Quotes of: Thomas Kelly

Thomas R. Kelly's life (1893-1941) was a quest for reality. Two methods of achieving that goal characterized his search. In his earlier years the stress was upon scholarship; in the latter years the emphasis was upon commitment to Christ and holy obedience to the Inner Voice. Scholarship was not neglected but it became subordinate to inward orientation.

His life came into focus in the summer of 1938 on a memorable visit among German Quakers. There he was "literally melted down by the love of God," as he described the experience. For the next three years he poured out this experience in writing and speaking about the centrality of inward experience, the strength of the blessed community, the joys of the Christ-centered life, and the need for Christian concern. At the height of his powers he passed to the Great Beyond.

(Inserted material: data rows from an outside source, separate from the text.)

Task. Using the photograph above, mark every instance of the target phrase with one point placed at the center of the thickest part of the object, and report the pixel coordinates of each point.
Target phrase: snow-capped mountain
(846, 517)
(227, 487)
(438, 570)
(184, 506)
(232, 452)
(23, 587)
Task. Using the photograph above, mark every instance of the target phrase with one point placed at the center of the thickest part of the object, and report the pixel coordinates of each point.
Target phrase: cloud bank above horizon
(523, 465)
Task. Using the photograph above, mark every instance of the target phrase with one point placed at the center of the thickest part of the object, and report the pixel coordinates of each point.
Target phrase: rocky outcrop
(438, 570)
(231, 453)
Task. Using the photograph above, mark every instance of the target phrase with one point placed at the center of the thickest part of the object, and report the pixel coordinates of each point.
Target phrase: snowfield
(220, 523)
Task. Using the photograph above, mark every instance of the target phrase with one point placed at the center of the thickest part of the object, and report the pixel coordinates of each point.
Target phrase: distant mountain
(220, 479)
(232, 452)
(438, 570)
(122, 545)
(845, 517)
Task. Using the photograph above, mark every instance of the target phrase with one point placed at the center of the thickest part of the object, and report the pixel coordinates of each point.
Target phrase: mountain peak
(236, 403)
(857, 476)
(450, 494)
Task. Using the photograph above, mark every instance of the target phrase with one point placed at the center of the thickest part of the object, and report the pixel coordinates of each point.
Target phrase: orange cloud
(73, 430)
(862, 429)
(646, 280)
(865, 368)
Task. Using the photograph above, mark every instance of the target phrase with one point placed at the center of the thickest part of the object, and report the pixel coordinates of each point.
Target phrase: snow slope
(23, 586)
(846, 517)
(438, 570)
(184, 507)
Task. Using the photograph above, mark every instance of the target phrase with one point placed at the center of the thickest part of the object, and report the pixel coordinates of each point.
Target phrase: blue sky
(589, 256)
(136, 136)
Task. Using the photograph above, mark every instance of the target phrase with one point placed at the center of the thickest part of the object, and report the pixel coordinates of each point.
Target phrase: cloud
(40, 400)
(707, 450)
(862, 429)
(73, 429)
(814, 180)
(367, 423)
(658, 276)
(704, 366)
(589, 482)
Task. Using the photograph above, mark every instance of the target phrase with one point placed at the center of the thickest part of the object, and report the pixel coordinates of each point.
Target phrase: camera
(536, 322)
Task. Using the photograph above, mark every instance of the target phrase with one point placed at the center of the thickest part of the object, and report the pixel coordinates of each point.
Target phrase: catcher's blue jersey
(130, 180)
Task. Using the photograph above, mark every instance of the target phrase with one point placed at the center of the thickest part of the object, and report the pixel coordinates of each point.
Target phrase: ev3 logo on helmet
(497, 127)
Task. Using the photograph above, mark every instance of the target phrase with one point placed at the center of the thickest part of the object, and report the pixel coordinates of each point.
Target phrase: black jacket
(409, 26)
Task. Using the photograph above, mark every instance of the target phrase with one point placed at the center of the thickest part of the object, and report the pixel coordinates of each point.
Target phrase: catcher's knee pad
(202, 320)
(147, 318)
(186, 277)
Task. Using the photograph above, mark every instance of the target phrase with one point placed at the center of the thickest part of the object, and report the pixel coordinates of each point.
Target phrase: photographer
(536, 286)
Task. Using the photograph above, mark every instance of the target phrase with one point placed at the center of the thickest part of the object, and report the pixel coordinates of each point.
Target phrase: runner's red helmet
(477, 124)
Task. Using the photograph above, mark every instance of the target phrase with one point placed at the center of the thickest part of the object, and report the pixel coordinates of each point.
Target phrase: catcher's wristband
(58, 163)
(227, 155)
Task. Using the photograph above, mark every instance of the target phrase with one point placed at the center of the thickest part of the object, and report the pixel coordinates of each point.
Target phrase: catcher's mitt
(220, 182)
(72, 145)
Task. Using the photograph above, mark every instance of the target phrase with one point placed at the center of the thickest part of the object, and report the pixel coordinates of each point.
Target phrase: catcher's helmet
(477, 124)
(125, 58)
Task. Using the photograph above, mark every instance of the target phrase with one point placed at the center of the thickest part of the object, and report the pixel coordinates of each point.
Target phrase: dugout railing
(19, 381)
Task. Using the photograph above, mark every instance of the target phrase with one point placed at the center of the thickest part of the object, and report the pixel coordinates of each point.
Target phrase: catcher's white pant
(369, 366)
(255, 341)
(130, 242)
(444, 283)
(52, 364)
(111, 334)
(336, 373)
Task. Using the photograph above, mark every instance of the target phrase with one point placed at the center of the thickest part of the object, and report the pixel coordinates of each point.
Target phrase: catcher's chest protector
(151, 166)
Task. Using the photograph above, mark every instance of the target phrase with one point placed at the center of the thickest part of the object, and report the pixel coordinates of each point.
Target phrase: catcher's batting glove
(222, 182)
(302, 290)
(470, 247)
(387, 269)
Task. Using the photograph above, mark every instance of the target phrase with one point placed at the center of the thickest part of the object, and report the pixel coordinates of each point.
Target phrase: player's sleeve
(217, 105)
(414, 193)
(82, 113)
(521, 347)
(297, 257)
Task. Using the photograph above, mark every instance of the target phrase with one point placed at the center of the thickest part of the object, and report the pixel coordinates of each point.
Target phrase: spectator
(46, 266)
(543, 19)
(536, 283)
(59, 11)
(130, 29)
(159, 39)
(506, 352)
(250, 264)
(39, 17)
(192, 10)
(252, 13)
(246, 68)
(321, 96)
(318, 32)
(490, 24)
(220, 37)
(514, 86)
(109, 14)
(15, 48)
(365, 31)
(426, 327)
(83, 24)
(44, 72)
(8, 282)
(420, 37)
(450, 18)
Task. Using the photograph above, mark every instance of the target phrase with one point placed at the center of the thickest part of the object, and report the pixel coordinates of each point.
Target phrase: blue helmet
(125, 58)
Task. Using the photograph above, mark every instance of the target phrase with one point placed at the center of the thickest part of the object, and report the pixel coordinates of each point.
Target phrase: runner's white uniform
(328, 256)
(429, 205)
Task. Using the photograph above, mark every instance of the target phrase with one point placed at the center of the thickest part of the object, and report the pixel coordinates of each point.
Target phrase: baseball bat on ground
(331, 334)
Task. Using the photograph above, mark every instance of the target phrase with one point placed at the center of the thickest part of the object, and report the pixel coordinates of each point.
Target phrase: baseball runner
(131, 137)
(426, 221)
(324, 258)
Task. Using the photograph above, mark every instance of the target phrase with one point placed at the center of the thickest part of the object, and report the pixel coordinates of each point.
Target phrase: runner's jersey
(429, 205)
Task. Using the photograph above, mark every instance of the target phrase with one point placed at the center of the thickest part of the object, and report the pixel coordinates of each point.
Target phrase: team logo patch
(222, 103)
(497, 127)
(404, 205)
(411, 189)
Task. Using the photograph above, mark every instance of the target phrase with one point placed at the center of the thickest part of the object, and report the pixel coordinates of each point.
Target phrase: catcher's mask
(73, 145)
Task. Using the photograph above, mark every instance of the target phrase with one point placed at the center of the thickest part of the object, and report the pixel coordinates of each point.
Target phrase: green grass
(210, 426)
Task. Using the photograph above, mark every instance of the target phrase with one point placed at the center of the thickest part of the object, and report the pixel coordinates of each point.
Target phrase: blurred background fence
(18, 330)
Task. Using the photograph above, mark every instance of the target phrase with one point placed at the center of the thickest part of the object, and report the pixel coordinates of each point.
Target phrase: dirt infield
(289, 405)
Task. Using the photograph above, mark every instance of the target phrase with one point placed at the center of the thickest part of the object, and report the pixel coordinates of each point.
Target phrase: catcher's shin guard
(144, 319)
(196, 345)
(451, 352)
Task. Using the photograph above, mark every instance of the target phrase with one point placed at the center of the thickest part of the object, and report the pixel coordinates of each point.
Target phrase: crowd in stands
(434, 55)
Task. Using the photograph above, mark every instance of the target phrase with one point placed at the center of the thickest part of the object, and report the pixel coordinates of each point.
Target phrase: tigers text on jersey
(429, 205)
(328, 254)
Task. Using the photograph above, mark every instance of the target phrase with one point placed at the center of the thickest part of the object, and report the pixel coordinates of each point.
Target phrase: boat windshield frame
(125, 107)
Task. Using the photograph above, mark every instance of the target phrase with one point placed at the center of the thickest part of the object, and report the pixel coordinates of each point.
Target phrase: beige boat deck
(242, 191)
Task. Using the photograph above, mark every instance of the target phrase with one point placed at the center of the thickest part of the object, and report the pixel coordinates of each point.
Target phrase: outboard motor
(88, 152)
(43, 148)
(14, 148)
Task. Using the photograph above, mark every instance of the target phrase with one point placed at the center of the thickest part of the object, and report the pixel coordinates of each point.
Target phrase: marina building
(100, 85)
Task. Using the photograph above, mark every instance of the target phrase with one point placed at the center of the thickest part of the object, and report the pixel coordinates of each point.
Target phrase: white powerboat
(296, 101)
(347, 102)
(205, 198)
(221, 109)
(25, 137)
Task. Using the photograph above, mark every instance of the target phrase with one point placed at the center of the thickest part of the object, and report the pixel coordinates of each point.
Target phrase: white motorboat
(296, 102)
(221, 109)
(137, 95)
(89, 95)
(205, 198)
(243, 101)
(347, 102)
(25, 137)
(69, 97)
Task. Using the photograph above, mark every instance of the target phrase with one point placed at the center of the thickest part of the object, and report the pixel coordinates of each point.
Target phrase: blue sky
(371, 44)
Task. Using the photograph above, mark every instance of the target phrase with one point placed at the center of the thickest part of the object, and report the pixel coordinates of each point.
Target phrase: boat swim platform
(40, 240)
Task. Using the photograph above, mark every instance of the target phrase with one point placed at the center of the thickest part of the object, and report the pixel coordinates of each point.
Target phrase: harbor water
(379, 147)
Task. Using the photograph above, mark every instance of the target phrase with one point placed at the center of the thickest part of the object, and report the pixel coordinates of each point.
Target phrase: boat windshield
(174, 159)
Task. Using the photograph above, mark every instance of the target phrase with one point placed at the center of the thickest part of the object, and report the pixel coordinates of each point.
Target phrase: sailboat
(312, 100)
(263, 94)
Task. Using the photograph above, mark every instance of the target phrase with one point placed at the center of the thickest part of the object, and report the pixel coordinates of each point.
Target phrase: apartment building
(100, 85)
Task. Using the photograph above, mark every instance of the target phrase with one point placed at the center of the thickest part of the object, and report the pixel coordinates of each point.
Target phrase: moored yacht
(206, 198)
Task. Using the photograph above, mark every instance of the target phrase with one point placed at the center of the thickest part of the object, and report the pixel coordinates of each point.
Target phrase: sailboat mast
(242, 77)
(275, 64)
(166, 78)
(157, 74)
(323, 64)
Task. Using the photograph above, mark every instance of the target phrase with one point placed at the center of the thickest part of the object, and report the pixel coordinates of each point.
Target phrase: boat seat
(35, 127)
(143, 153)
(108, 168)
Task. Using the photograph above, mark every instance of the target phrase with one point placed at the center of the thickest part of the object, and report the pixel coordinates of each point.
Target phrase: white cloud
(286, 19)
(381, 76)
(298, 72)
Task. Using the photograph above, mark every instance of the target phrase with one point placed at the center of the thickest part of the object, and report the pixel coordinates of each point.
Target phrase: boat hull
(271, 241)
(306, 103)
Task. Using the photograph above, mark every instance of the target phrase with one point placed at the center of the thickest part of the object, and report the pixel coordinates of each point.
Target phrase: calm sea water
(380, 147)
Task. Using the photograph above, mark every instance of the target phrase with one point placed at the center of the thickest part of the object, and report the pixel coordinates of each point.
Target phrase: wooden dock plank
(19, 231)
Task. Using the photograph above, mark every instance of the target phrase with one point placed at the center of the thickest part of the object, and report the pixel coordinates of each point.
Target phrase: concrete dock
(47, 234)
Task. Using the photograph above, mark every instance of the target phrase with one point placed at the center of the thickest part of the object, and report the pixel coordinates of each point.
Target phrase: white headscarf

Born into a Quaker family in southwestern Ohio, he attended Wilmington College and Hartford Seminary. Most of his life was spent as a professor of philosophy at Earlham College, although he taught for a short time at Pickering College, at the University of Hawaii, and towards the close of his life at Haverford College. During World War I he worked with the Y.M.C.A. in Europe and during 1924-25 he and his wife headed the Quaker Center in Berlin. Quaker outreach in the Orient was one of his chief concerns.

The message of this great mystic is desperately needed today as he still speaks from his first-hand experiences with God.